Why is ANIMA different?

ANIMA is different from traditional research programmes on aviation noise because it is not focused…on noise! Most of the past research projects aim to lower noise at source (for instance, to design more silent aircraft) or community noise (for instance, through innovative noise abatement procedures at aircraft take-offs and landings). These researches are crucial and must be kept on. However, ANIMA is attempting a new approach to this issue.

ANIMA (Aviation Noise Impact Management through Novel Approaches) is a constantly evolving EU-funded project, which deals with a global issue affecting thousands of people living around airports – aviation noise. ANIMA seeks to improve the lives of people directly affected by aviation noise around Europe’s major airports. The vital part of the project is connecting with stakeholders and experts throughout the process in order to ensure relevant and timely solutions and tools.

What does ANIMA do?

Axis 1 is about analysing the current way through which airports are managing noise regulations and annoyance. It is mostly a work of review intending to analyse how the various levels of regulations are actually implemented by airports. This work will also review the huge amount of scientific findings on annoyance and health impacts to check how far recent findings have been taken in consideration by airports’ authorities in their way to cope with the issue. Eventually, we attempt to find the best practices implemented by some airports, the ones which are increasing the quality of life of neighbouring communities either by mitigating annoyance or by engaging communities in decision-making processes, which lead to consensus. These best practices and recommendations will be exemplified and tested with partnering airports and proposed for dissemination to other European airports.

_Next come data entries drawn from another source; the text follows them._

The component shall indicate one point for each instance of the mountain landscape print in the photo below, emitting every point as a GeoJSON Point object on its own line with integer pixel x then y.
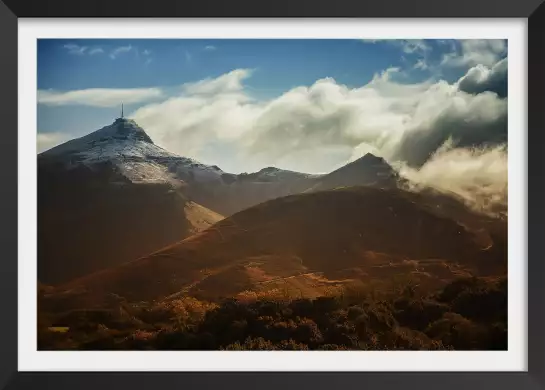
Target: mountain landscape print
{"type": "Point", "coordinates": [262, 194]}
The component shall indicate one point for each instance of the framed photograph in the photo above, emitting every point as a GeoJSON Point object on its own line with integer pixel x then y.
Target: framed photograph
{"type": "Point", "coordinates": [329, 196]}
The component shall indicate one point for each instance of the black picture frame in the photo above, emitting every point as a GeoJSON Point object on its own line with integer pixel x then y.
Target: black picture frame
{"type": "Point", "coordinates": [532, 10]}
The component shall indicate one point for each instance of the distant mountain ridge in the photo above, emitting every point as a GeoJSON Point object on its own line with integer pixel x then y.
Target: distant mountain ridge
{"type": "Point", "coordinates": [113, 195]}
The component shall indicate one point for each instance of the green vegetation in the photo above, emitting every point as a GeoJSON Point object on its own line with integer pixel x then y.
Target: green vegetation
{"type": "Point", "coordinates": [467, 314]}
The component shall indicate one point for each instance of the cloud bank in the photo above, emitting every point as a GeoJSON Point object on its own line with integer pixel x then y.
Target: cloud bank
{"type": "Point", "coordinates": [450, 136]}
{"type": "Point", "coordinates": [407, 124]}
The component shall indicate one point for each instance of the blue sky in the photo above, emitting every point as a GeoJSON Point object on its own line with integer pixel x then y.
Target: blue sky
{"type": "Point", "coordinates": [153, 72]}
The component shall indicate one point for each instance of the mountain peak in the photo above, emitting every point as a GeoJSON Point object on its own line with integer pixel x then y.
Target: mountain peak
{"type": "Point", "coordinates": [124, 128]}
{"type": "Point", "coordinates": [124, 138]}
{"type": "Point", "coordinates": [370, 158]}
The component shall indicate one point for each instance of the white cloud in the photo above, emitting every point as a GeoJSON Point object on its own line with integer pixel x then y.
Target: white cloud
{"type": "Point", "coordinates": [120, 50]}
{"type": "Point", "coordinates": [45, 141]}
{"type": "Point", "coordinates": [399, 121]}
{"type": "Point", "coordinates": [473, 52]}
{"type": "Point", "coordinates": [421, 64]}
{"type": "Point", "coordinates": [75, 49]}
{"type": "Point", "coordinates": [409, 46]}
{"type": "Point", "coordinates": [482, 78]}
{"type": "Point", "coordinates": [227, 83]}
{"type": "Point", "coordinates": [477, 175]}
{"type": "Point", "coordinates": [438, 133]}
{"type": "Point", "coordinates": [98, 97]}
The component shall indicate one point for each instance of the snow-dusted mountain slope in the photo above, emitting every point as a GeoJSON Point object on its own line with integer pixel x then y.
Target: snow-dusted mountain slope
{"type": "Point", "coordinates": [133, 157]}
{"type": "Point", "coordinates": [133, 153]}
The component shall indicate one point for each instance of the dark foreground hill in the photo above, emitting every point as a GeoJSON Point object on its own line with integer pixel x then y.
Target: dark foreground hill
{"type": "Point", "coordinates": [307, 245]}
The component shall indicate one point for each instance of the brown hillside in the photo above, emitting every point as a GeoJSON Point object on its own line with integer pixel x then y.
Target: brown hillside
{"type": "Point", "coordinates": [307, 243]}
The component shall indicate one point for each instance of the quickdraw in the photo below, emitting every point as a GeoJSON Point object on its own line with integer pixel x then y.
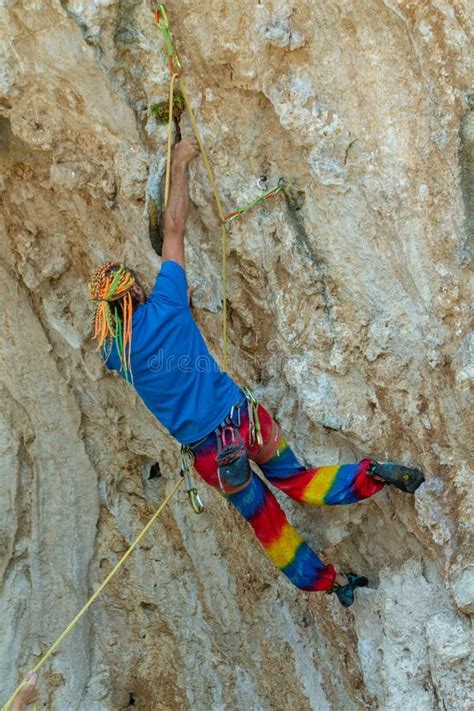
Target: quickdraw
{"type": "Point", "coordinates": [192, 492]}
{"type": "Point", "coordinates": [162, 22]}
{"type": "Point", "coordinates": [255, 433]}
{"type": "Point", "coordinates": [281, 186]}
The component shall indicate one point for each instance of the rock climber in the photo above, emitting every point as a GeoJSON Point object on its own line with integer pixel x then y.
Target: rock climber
{"type": "Point", "coordinates": [27, 695]}
{"type": "Point", "coordinates": [154, 343]}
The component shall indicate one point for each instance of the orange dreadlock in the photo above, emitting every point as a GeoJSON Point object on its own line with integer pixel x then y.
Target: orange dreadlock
{"type": "Point", "coordinates": [111, 283]}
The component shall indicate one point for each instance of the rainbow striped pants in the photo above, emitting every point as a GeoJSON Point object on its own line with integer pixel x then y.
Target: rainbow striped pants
{"type": "Point", "coordinates": [329, 485]}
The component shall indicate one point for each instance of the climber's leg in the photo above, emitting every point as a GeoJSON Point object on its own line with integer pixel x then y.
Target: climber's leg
{"type": "Point", "coordinates": [338, 484]}
{"type": "Point", "coordinates": [330, 485]}
{"type": "Point", "coordinates": [282, 543]}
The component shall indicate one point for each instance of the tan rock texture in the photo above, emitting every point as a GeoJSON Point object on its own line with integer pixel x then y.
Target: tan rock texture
{"type": "Point", "coordinates": [349, 316]}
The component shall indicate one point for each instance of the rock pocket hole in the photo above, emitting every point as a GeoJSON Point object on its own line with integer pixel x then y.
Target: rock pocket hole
{"type": "Point", "coordinates": [155, 471]}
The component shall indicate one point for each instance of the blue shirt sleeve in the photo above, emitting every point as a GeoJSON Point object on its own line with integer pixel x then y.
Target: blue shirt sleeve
{"type": "Point", "coordinates": [171, 285]}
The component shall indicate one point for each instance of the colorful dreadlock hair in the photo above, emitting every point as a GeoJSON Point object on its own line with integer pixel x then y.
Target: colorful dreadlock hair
{"type": "Point", "coordinates": [111, 283]}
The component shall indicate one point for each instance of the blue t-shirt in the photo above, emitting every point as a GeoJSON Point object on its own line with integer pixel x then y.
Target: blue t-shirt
{"type": "Point", "coordinates": [173, 371]}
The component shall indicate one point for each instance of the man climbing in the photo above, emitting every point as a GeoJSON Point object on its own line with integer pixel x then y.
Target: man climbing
{"type": "Point", "coordinates": [154, 343]}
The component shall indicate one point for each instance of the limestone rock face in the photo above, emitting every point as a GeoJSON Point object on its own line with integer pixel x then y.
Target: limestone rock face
{"type": "Point", "coordinates": [348, 315]}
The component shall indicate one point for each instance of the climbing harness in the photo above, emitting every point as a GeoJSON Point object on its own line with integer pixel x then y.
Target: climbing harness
{"type": "Point", "coordinates": [176, 72]}
{"type": "Point", "coordinates": [233, 468]}
{"type": "Point", "coordinates": [192, 492]}
{"type": "Point", "coordinates": [97, 592]}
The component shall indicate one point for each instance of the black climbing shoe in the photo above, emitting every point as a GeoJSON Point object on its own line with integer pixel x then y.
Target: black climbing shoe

Axis 2 focuses on a better understanding of annoyance. Annoyance is not only noise intensity. We do know that, for given levels of noise, the expression of annoyance increased continuously for years. We also know that there are different kinds of annoyance – bad sleep or awakening caused by emerging noise during nights is not the same annoyance that interrupts a person's concentration at work or at school. In ANIMA, we thoroughly explore non-acoustical factors. Ideally, we aim at complementing the existing intensity-averaged noise maps by dynamic profile-dependent annoyance maps.

Axis 3 is supporting Axis 2. To understand the annoyance, we must test noise scenarios with given flight paths, fleets and aircraft. Axis 3 is developing a new series of tools that will allow volunteers to test not only the existing traffic around given airports but also some of their possible evolutions with new aircraft or flight scenarios. We will also attempt to embed findings of acoustical factors (from Axes 2 & 3) in refined mathematical models of annoyance. Therefore, there are connections between Axis 2 and Axis 3, which are mutually nurturing.

Axis 4 is about the global coordination of European research on aviation noise. Through this axis, ANIMA is encouraging the wider network of European experts and stakeholders to maintain and enrich the Common Strategic Research Roadmap on Aviation Noise. Connections will be reinforced with National Focal Points as well as with teams involved in other European and national projects. Such coordination will help by giving recommendations to the European Commission for future research and help policy-makers with relevant regulations.


ANIMA in a nutshell

We do not endeavour to lower noise but to reduce annoyance. Annoyance is also depending on non-acoustical factors and work conducted by ANIMA is primarily to understand these factors. The project is focused to alleviate the annoyance endured by communities through non-acoustical factors rather than by lowering noise itself. In that sense, this is an original and complementary approach.